CoreLogic found the December 2022 quarter was down from 2.3% growth in the September quarter, and a peak quarterly growth rate of 3% in the three months to May. 

CoreLogic Head of Research Eliza Owen said December marked the second consecutive quarter that the pace of growth slowed, and coincided with a small lift in the rental vacancy rate to 1.17% in December. 

“The decline in quarterly rental growth rates observed in the December quarter was led by the capital cities where rents continued to increase but at a slightly slower rate than they have done in September and June quarters,” she said. 

“While a slowdown in the pace of rent rises could be a sign that the rental market is starting to shift, it’s not great news for tenants just yet. Rents are still rising in most capital cities and regional areas with vacancy rates low.” 

Source: CoreLogic

Australian rent values have lifted 22.2% since the start of the upswing in September 2020, marking the largest rental upswing on record. 

During this 27-month period, the median weekly rent valuation across Australian dwellings rose from $430 per week to $519. 

The small lift in the rental vacancy rate to 1.17% in December, up from a low of 1.05% in November and slowing rate of growth could be due to several factors, Owen said. 

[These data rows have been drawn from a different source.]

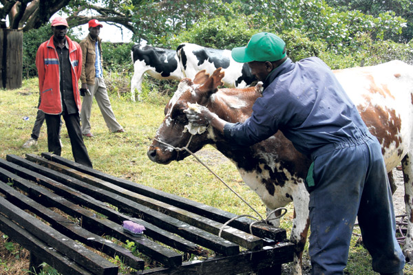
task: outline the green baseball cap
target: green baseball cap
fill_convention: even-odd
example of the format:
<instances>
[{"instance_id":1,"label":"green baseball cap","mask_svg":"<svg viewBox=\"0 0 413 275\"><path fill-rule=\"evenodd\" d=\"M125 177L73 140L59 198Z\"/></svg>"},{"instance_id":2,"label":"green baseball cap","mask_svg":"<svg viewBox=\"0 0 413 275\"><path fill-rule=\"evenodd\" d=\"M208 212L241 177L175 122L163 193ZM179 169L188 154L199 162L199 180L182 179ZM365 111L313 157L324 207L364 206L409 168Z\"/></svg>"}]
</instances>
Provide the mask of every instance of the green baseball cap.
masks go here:
<instances>
[{"instance_id":1,"label":"green baseball cap","mask_svg":"<svg viewBox=\"0 0 413 275\"><path fill-rule=\"evenodd\" d=\"M245 63L251 61L277 61L286 56L286 43L270 32L260 32L253 35L245 47L233 48L233 58Z\"/></svg>"}]
</instances>

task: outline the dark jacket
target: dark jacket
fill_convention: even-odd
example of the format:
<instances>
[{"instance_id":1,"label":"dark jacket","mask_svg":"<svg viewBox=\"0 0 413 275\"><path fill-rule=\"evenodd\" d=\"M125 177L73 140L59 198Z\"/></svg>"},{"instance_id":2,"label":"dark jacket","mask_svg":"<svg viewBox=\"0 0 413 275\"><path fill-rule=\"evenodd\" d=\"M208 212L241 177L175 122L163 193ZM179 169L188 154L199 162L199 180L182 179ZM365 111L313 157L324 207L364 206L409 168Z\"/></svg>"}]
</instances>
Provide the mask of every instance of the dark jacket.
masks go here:
<instances>
[{"instance_id":1,"label":"dark jacket","mask_svg":"<svg viewBox=\"0 0 413 275\"><path fill-rule=\"evenodd\" d=\"M321 60L288 58L264 82L262 97L242 124L226 124L226 137L250 146L278 130L301 153L315 157L334 144L370 135L357 109Z\"/></svg>"},{"instance_id":2,"label":"dark jacket","mask_svg":"<svg viewBox=\"0 0 413 275\"><path fill-rule=\"evenodd\" d=\"M66 36L69 45L69 59L72 64L72 85L74 102L79 111L82 101L79 94L79 76L82 67L82 51L77 42ZM36 67L39 73L39 87L41 103L39 109L45 113L58 115L63 111L62 97L60 91L59 61L53 43L53 36L43 42L36 54Z\"/></svg>"},{"instance_id":3,"label":"dark jacket","mask_svg":"<svg viewBox=\"0 0 413 275\"><path fill-rule=\"evenodd\" d=\"M102 39L98 37L98 47L100 52L100 63L102 65ZM90 34L81 41L81 47L83 53L83 66L82 67L82 74L81 74L81 81L82 84L87 83L89 85L94 85L94 78L96 75L95 69L95 61L96 60L96 41L92 39ZM103 67L102 65L102 67Z\"/></svg>"}]
</instances>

“It is not entirely clear whether the rental market will continue inching toward a turning point, or if this is a temporary, seasonal reprieve due to higher new listings through December,” she said. 

“New advertised rent listings saw a seasonal peak in the four weeks to December 11th. Through this period, 50,867 new advertised rental listings were counted by CoreLogic, which is the highest volume observed since mid-February, another seasonal high point. 

“However, it’s important to recognise despite the increase in rental listings, the figures remain -13.8% lower than the previous five-year average for this time of year.” 

Source: CoreLogic

With another seasonal uplift in advertised rents expected in the next few weeks, rental growth could ease further. 

Owen said the rental market outlook was mixed for 2023, with an increase in demand from international visitors during a time of weak confidence among property investors. 

“On the one hand, returning overseas migration is likely to place continued demand on rental markets popular with overseas arrivals,” she said.  

“Historic migration data suggests this would be Inner Melbourne, the South East of Melbourne, the West suburbs of Melbourne and Sydney’s Inner South West. 

“On the flip side investor activity, and therefore rental supply, is not expected to pick up substantially in the year ahead. Even though rent yields are rising, investors are facing higher interest costs, and reduced capital growth prospects.” 

A seasonal uplift in new advertised listings is expected in the first quarter of 2023, which is likely to provide more choice for renters and demand-driven shifts such as more share housing, and internal migration to more affordable markets, may also help to ease rental conditions.